The result: raw, unstyled HTML. Meanwhile the apex domain serves the assets same-origin, SRI passes, and the page renders perfectly. The two Hugo/Congo defaults — absolute URLs plus SRI without crossorigin — are individually reasonable but together they guarantee that a single-baseURL site can only render cleanly from the one host it was built for.
A key takeaway: CORS headers alone would not have fixed this. Adding Access-Control-Allow-Origin to the asset responses is necessary but not sufficient, because the tags also lack the crossorigin attribute needed to put the request into CORS mode in the first place. A real CORS-based fix requires two coordinated changes — the response header on CloudFront and a theme override to add crossorigin="anonymous" to every asset tag.
The Option I Considered: Turning Off SRI #
If SRI is what blocks the cross-origin assets, then disabling it would let them load. Without an integrity attribute, a normal cross-origin stylesheet or script loads with no CORS handshake required at all — CORS only became necessary because of SRI. One configuration change instead of two. It was tempting.

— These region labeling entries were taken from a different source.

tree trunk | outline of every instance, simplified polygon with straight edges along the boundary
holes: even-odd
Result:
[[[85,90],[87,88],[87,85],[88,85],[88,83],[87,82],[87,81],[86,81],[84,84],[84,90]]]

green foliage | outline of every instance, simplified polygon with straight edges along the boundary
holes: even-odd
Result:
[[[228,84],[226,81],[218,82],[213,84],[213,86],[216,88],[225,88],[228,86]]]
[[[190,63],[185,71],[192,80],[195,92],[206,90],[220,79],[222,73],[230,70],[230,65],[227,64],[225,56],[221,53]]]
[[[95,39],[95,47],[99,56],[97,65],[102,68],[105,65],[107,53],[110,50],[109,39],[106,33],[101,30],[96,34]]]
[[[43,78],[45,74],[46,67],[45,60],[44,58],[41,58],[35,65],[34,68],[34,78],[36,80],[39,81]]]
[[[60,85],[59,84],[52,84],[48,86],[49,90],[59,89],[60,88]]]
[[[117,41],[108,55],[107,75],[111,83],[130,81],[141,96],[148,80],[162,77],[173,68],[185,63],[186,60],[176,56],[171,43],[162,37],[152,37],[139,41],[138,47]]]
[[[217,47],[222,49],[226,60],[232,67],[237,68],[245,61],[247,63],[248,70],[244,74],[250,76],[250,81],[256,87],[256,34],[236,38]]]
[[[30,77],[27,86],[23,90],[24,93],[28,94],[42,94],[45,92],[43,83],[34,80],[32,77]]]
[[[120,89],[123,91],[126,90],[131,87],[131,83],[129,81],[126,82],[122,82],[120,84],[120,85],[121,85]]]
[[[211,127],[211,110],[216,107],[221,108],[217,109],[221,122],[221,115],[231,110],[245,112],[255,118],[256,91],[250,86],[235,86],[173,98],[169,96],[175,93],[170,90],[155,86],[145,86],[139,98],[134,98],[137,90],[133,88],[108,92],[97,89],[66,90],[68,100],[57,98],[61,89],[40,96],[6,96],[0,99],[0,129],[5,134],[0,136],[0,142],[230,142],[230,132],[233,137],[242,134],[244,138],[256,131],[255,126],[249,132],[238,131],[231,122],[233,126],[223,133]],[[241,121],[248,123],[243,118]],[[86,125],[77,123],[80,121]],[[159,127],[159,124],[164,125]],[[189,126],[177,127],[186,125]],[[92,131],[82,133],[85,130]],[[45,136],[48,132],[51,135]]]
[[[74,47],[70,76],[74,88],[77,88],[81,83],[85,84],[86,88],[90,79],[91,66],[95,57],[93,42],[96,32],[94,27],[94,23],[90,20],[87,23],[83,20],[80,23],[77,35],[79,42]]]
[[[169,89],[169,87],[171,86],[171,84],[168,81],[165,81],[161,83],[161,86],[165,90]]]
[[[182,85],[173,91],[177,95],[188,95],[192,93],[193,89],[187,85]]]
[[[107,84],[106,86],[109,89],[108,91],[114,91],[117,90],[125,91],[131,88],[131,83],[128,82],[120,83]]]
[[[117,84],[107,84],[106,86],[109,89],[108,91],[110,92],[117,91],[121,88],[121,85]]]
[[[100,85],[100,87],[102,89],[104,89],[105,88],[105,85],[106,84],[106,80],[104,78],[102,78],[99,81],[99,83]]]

I talked myself out of it. Disabling SRI is a site-wide security downgrade, and I would have been making it to support www — a hostname I do not actually need to serve independently. The things SRI protects against:
- A tampered or swapped asset if the S3 bucket, CloudFront distribution, or deploy pipeline were ever compromised. On a blog, a malicious replacement of
main.bundle.jsis effectively stored XSS. - Defense-in-depth against a bad or poisoned deploy serving modified content.
- A building block for a stricter Content-Security-Policy later.
The residual risk of disabling it is lower on a first-party, HTTPS-only static site — TLS already covers in-transit tampering, the assets live in my own bucket rather than a third-party CDN, and an attacker who can rewrite my bundles can probably rewrite the HTML too. But “acceptable” is not “good.” I would be weakening the security posture of the canonical, real site (the apex) purely to prop up a duplicate. That is a bad trade.
There was also a deeper problem that no asset fix would solve. The HTML served under www still hardcodes <link rel="canonical" href="https://jhuk.tech/"> and og:url pointing at the apex. Even if I made www render perfectly, it would remain a non-canonical duplicate — search engines are explicitly told the real page lives at the apex. Serving two hostnames was creating an SEO duplicate-content situation on top of the rendering bug.
The Tradeoff I Settled On: a 301 Redirect #
The cleanest fix turned out to be the thing I had removed. A www.jhuk.tech → https://jhuk.tech 301 redirect at the CloudFront edge solves every layer of the problem at once:
- Rendering: every visitor lands on the apex, where assets are same-origin and SRI passes. The page renders correctly, every time.
- Security: SRI stays on across the entire site. No downgrade.
- SEO: there is exactly one canonical host. No duplicate content.
- Simplicity: one redirect rule, versus a CORS response-header policy plus a theme-partial override to inject
crossorigin.
The redirect was not legacy cruft I had failed to clean up — it was load-bearing. A static site built against a single baseURL is designed to be served from one canonical host, and a host-level redirect is the idiomatic way to enforce that. Removing it did not give me “www serves the site”; it gave me “www serves a broken copy.”
Lessons #
- Identical server responses can render differently when assets are absolute and cross-origin. The server being “correct” does not mean the page works.
- Framework defaults encode assumptions. Hugo assumes a single
baseURL; Congo assumes same-origin assets when it adds SRI. Both are sound defaults — until you serve a second hostname and quietly violate the assumption. - SRI and cross-origin assets require
crossorigin, not just CORS headers. A response header alone never gets exercised if the request was never made in CORS mode. - Pick the fix that solves the most layers. Disabling SRI fixed rendering but cost security and left the SEO problem. The redirect fixed rendering, security, and SEO together — and was the smallest change. That made it the clear winner.